Dada a situação, a ordem de Belliard para a construção do enorme complexo foi a seguinte: “General Lagrange, deve assumir o comando de El Retiro e considerá-lo como uma cidadela dependente da Plaza de Madrid sob o comando de Grouchy”. No dia seguinte, este sublinhou: «Sua Alteza Imperial ordena que toda a administração se estabeleça em El Retiro. Deve-se ter um cuidado especial com o estabelecimento de El Retiro, que a partir deste momento deve ser considerado uma colônia francesa. “É necessário que esta cidadela faça tremer a cidade e que possa abrigar com segurança todos os franceses se as circunstâncias exigirem que as tropas partam para dissipar algumas concentrações”. E um desconhecido capitão Boulart contou mais tarde nas suas memórias: “Fui encarregado de armar as fortificações do Retiro, que estavam fixadas em 50 bocas de fogo, um número elevado, porque queriam conter a população de Madrid através de medidas enérgicas”. […]. “A temperatura era de 28 graus à sombra e todo o trabalho era feito sob esse sol”.

Os homens de Napoleão logo construíram naquele local uma gigantesca fortificação, tão grande que ocupou quase completamente o famoso parque, atualmente considerado o principal pulmão de Madrid. Um complexo do qual hoje não resta absolutamente nada. Sabemos da sua existência, de facto, graças a uma série de documentos gráficos que revelam o enorme número de militares que a habitaram e a actividade que concentrou.

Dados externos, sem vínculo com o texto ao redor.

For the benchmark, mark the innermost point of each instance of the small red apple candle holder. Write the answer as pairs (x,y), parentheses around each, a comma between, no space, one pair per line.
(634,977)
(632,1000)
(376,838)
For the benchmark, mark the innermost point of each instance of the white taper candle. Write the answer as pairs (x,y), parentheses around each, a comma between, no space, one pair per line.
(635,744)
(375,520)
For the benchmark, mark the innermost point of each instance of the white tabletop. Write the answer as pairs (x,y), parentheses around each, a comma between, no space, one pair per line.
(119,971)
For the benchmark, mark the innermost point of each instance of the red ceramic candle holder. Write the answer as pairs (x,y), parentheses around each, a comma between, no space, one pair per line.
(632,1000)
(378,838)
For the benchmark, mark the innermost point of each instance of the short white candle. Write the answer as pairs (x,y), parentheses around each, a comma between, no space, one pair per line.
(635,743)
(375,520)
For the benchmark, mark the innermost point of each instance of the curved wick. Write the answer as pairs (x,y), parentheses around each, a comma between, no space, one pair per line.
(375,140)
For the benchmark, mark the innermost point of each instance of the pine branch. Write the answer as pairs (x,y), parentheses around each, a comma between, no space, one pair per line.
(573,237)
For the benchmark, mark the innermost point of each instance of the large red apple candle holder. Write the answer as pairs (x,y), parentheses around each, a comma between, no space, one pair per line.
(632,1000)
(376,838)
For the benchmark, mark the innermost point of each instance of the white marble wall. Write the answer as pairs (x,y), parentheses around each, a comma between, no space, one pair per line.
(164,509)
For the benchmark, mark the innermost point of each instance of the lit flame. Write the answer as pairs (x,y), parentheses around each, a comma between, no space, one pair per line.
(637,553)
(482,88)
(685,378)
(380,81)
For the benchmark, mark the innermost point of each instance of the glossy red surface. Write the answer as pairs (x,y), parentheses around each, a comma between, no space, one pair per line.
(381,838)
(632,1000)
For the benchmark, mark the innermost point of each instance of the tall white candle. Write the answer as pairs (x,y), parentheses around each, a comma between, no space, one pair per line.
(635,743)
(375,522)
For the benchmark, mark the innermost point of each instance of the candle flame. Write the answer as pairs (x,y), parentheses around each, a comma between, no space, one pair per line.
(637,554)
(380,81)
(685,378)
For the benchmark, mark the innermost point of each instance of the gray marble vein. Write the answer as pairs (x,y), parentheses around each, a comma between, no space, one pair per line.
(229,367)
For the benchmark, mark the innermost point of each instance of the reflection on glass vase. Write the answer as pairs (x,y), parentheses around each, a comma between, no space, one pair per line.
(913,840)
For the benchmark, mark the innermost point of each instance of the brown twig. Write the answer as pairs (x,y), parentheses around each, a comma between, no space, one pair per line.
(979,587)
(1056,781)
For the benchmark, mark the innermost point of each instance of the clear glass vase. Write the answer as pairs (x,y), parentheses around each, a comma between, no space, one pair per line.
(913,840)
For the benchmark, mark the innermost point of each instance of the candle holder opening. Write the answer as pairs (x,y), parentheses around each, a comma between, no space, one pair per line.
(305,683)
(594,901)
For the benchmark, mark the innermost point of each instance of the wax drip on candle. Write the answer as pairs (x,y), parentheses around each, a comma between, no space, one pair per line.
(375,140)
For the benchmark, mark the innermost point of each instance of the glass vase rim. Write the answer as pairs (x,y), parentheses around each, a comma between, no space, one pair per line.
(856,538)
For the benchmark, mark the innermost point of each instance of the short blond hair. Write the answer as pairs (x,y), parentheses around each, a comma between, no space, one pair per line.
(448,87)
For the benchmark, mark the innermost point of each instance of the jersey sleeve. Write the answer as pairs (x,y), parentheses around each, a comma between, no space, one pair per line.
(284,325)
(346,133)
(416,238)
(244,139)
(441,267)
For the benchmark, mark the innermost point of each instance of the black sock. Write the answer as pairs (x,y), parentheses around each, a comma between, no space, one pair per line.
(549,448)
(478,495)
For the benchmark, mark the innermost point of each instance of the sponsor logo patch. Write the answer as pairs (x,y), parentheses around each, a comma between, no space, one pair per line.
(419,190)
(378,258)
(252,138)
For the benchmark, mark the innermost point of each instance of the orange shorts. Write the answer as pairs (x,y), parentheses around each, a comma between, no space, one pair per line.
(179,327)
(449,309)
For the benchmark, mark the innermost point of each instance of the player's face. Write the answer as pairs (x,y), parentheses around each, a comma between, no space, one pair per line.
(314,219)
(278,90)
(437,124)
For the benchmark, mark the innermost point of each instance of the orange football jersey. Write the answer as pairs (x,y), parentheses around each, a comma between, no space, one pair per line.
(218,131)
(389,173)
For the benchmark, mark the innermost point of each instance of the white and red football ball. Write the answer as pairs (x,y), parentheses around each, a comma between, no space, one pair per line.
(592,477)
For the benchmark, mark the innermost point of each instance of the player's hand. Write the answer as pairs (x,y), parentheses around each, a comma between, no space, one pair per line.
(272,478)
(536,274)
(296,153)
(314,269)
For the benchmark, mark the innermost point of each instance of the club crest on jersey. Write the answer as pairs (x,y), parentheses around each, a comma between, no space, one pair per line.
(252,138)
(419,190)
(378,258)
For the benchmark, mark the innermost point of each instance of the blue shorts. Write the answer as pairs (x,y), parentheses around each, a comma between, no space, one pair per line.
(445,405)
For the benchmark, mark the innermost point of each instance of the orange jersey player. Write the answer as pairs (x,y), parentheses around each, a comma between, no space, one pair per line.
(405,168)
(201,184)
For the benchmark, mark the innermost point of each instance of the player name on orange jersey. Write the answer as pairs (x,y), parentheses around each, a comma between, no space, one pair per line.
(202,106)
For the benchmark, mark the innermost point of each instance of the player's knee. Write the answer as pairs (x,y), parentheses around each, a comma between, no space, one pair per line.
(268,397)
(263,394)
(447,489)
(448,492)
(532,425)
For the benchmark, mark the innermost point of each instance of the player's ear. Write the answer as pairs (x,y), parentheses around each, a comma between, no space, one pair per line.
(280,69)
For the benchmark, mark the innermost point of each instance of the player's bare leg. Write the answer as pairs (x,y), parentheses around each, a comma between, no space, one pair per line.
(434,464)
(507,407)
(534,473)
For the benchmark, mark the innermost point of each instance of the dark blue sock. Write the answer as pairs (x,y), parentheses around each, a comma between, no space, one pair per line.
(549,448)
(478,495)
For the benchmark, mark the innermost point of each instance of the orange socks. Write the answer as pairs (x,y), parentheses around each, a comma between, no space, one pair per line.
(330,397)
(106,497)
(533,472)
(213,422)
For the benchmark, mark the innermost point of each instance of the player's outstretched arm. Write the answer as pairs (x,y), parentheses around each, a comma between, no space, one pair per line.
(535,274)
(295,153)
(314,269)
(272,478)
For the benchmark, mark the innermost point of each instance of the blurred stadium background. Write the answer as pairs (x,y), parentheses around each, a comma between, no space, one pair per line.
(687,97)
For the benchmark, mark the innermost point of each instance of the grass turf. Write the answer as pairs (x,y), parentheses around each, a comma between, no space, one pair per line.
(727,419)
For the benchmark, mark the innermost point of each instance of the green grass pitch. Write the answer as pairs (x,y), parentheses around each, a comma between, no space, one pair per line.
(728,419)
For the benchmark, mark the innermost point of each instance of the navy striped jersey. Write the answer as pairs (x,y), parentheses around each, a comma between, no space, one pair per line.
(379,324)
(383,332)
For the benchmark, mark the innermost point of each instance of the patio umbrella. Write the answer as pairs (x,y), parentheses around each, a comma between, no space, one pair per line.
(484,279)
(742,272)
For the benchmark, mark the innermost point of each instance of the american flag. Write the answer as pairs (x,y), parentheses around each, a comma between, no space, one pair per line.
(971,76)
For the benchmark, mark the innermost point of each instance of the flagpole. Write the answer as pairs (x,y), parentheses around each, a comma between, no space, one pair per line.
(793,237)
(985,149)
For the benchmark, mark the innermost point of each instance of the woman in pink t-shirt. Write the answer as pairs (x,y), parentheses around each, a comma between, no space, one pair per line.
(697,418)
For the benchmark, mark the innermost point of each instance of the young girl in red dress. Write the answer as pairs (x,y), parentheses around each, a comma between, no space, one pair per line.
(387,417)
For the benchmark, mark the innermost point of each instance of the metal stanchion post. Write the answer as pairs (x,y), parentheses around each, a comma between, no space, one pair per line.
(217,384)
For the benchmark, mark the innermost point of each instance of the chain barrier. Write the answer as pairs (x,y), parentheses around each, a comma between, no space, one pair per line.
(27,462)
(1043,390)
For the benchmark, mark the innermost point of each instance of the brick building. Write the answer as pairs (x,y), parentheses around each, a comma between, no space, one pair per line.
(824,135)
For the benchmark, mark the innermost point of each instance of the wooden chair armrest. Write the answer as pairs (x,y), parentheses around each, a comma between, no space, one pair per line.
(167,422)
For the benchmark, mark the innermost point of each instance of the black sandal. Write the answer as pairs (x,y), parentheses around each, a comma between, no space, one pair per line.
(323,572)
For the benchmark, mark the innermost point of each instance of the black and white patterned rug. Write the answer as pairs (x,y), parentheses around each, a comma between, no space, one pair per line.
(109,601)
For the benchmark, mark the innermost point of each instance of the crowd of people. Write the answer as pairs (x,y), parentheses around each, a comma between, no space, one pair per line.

Tornou-se o quartel-general francês, de onde os comandantes franceses tomavam as principais decisões relativas à ocupação da cidade e do país. É difícil imaginar hoje tais instalações, com as suas ruas, milhares de casas e armazéns cheios de baterias e peças de artilharia, num refúgio de paz como o famoso parque de 1.180.000 metros quadrados. Murat também construiu dentro dela uma grande cidadela, aproveitando o fato de ser um dos pontos mais altos da cidade.

árvores podadas

As instalações erguidas no parque El Retiro eram tão grandes que nelas viveram mais de 2.000 soldados até o final da Guerra da Independência, em 1814. Seis anos em que tiveram até que traçar a planta do local, para que fosse registo das estradas, jardins e casas construídas no seu interior, com o objectivo de que os soldados não se perdessem ao entrar. Tudo isso enquanto no resto da cidade as notícias dos confrontos continuavam com expressões como esta recolhida pelo ‘Diário de Madri’: “Em todos os bairros, o povo de Madrid assassinou os franceses que encontrou sozinho.”

Desde a sua construção em junho de 1808, a população gaulesa que vivia no Retiro causou enormes danos ao famoso parque. Podaram praticamente todas as árvores para alimentar as fogueiras. O centro nevrálgico da fortificação era onde hoje se encontra a Fonte do Anjo Caído. Mas, após seis anos de intensa atividade, os ingleses foram os responsáveis ​​por fazê-lo desaparecer. Ao entrar em Madrid em apoio aos espanhóis, a primeira coisa que fizeram foi marchar sobre o forte e destruí-lo. Eles sabiam que, se o tomassem, dominariam a cidade inteira. E quando este último partiu, os moradores de Madrid foram para El Retiro para terminar de destruir o que restou de pé. A coisa toda tinha sido um pesadelo e ele queria se livrar de qualquer vestígio de seus restos mortais.